K.: Ma Stamp, non si potrà mai equilibrare il
bilancio attraverso misure che riducono il reddito nazionale. Il
Ministro delle Finanze non farebbe altro che inseguire la sua stessa
coda. La sola speranza di equilibrare il bilancio nel lungo periodo sta
nel riportare le cose nuovamente alla normalità, ed evitare così
l’enorme aggravio che deriva dalla disoccupazione. Per questo sostengo
che, anche nel caso in cui si prende il bilancio come metro di giudizio,
il criterio per giudicare se il risparmio sia utile o no è lo stato
dell’occupazione. In una guerra, per esempio, tutti sono al lavoro, e
talvolta anche attività importanti e necessarie non vengono svolte.

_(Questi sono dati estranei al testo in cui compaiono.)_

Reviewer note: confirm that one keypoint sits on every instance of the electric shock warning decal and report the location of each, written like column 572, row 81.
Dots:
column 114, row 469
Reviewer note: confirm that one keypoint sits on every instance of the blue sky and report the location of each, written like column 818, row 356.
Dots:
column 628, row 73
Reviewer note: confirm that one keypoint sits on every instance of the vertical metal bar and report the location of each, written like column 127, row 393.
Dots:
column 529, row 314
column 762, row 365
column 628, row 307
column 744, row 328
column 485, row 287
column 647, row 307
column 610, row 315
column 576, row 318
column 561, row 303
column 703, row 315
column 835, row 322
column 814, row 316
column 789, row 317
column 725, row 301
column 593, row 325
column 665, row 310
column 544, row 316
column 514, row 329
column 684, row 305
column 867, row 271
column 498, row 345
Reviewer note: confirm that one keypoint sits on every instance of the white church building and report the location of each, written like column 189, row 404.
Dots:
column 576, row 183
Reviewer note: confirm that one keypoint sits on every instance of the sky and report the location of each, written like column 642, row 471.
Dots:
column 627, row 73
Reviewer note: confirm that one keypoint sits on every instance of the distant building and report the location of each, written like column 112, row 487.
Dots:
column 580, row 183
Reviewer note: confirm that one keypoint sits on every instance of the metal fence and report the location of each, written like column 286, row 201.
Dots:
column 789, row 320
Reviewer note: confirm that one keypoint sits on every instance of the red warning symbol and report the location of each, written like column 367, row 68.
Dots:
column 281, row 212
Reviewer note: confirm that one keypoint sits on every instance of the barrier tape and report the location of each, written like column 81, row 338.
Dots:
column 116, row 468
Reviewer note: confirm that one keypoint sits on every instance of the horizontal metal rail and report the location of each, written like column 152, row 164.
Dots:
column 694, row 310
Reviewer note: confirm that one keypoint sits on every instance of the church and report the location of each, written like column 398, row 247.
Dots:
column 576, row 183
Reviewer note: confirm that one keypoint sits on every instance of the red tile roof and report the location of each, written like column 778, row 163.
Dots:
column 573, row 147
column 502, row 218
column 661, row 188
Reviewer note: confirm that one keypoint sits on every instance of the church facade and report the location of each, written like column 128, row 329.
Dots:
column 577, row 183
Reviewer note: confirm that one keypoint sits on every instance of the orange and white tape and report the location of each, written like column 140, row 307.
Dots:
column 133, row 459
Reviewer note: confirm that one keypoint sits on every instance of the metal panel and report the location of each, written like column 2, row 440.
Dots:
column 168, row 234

Allora se si riduce un tipo di spesa, una spesa alternativa e più saggia
la sostituirà.
S.: La stessa cosa accadrebbe se il governo
stesse attuando un grande progetto edilizio e un programma di
risanamento delle aree degradate.
K.: Sì, o di costruzione di altre ferrovie. O stesse
bonificando altre terre, o ci fosse un’industria in rapida espansione a
causa di nuove invenzioni, o qualsiasi altra ragione di questo tipo.
S.: Ma se, come accade oggi, una metà della
forza-lavoro e degli impianti del paese sono inattivi, ciò indica che se
un tipo di spesa viene ridotto, essa non sarà rimpiazzata da una spesa
alternativa più saggia. Significa che niente prenderà il suo posto:
nessuno sarà più ricco e tutti diverranno più poveri.
K.: Trovo che siamo d’accordo più di quanto
pensassimo. Ma molte persone ritengono oggi che persino le spese
praticabili costituiscano una vera sciocchezza. Quando il Consiglio
della Contea decide la costruzione di case, il paese sarà più ricco
anche se le case non garantiranno alcuna rendita. Se non si costruiscono
quelle case, non avremo nulla da mostrare fatta eccezione per il
maggior numero di uomini che ricevono un sussidio.